Mrs Prater still works for the council but, since 1998 when she signed a contract, Cornwall has accepted she is an employee, with all the rights - including holiday and sick pay - that go with that status.
In May 2004, she wrote to the council claiming she had been 'continuously employed' since 1988, but the council insisted she was a 'casual worker' who had taken on a series of short, fixed term and discrete teaching jobs on an ad hoc basis.
An Employment Tribunal later backed Mrs Prater's case and, despite the council's plea that the ruling was 'wrong in law', it was upheld today by Lord Justice Mummery, sitting with Lord Justice Longmore and Mr Justice Lewison.
The judge said: 'In my judgement, the employment tribunal was entitled in law to hold that there had was mutuality of obligation in the individual contracts between the council and Mrs Prater; that they were contracts of service'.
The relationship between Mrs Prater and the council between 1988 and 1998 passed the threshold of an 'irreducable minimum mutual obligation necessary to create a contract of service', thus giving her full employment rights, the judge ruled.
Mr Adam Heppinstall, for the council, told the judges the case raised issues of 'general public importance' on a point of law which had not previously been decided.
The facts of the case were 'commonplace in the public and private sectors' and Cornwall CC was 'unprepared for the substantial burden of according full employment rights' to those like Mrs Prater, the barrister added.
Lord Justice Mummery recognised the importance of the case, but nevertheless refused the county council permission to appeal further to the House of Lords.

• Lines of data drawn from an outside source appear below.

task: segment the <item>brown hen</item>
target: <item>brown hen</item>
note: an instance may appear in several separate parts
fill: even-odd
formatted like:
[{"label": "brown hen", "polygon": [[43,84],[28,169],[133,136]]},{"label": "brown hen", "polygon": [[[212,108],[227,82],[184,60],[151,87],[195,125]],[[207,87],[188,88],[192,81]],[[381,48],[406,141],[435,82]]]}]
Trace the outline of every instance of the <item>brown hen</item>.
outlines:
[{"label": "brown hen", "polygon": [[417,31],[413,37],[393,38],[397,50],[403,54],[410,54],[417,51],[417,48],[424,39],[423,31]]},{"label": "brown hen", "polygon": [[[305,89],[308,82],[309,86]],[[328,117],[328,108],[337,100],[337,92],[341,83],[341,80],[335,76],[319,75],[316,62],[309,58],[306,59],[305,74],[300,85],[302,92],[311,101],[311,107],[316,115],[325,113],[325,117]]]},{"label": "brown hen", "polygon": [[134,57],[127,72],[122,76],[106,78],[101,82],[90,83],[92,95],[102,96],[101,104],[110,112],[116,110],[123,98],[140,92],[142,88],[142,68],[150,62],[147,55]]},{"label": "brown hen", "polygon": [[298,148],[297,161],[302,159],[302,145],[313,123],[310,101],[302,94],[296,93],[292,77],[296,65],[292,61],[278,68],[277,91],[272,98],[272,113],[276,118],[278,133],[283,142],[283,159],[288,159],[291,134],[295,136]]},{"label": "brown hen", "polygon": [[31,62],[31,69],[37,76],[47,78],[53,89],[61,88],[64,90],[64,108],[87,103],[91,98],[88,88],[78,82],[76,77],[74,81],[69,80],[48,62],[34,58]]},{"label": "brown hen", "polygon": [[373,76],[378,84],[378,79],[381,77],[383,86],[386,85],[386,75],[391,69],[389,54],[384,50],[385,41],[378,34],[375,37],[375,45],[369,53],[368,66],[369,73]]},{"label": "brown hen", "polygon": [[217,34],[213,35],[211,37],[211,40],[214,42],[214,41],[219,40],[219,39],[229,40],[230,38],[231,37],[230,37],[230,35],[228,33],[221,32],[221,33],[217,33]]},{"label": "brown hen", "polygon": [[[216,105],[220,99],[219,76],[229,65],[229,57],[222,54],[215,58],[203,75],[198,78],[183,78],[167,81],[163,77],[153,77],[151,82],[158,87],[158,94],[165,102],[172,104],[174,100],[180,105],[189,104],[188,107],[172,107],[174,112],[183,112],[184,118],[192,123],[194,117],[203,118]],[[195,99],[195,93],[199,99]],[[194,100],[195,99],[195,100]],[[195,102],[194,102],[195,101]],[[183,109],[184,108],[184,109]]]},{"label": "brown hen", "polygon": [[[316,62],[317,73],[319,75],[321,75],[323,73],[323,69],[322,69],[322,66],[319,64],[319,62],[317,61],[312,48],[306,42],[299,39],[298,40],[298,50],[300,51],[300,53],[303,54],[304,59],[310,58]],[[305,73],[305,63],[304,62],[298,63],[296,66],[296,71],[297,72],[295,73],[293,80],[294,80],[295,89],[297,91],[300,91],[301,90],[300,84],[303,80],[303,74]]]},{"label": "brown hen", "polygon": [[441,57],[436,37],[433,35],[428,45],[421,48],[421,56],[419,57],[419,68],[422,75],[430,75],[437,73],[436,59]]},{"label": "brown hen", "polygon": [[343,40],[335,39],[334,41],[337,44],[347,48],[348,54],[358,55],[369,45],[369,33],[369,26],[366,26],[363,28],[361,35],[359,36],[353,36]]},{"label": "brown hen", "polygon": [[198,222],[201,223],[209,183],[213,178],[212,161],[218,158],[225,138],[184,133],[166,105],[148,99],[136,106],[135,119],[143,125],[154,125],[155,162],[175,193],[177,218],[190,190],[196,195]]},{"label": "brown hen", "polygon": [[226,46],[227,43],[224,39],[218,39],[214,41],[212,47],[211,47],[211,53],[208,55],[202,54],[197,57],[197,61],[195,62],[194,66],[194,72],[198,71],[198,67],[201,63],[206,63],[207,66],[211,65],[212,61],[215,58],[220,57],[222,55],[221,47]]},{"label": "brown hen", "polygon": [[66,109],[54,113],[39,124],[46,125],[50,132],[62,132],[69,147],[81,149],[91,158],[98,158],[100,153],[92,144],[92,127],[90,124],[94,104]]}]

The council can, however, petition the Law Lords directly for an appeal hearing.
In his judgement, Lord Justice Mummery said the 'test case' raised an issue of 'general interest' on whether workers like Mrs Prater - who take on individual assignments under a successfion of separate contracts - are entitled to be treated as 'employees'.
'Complex patterns of contracts for work are by no means confined to the staffing practices of local education authorities. They are common in many public sector and private sector workplaces, which are increasingly populated by intermittent and occasional staff working alongside full time employees,' the judge observed.
'The true legal character of the contracts and of the legal relationship created by them is a matter of serious concern to the parties, as the scope of statutory employment protection depends on whether a person performs work under a contract of service or under some other kind of arrangement'.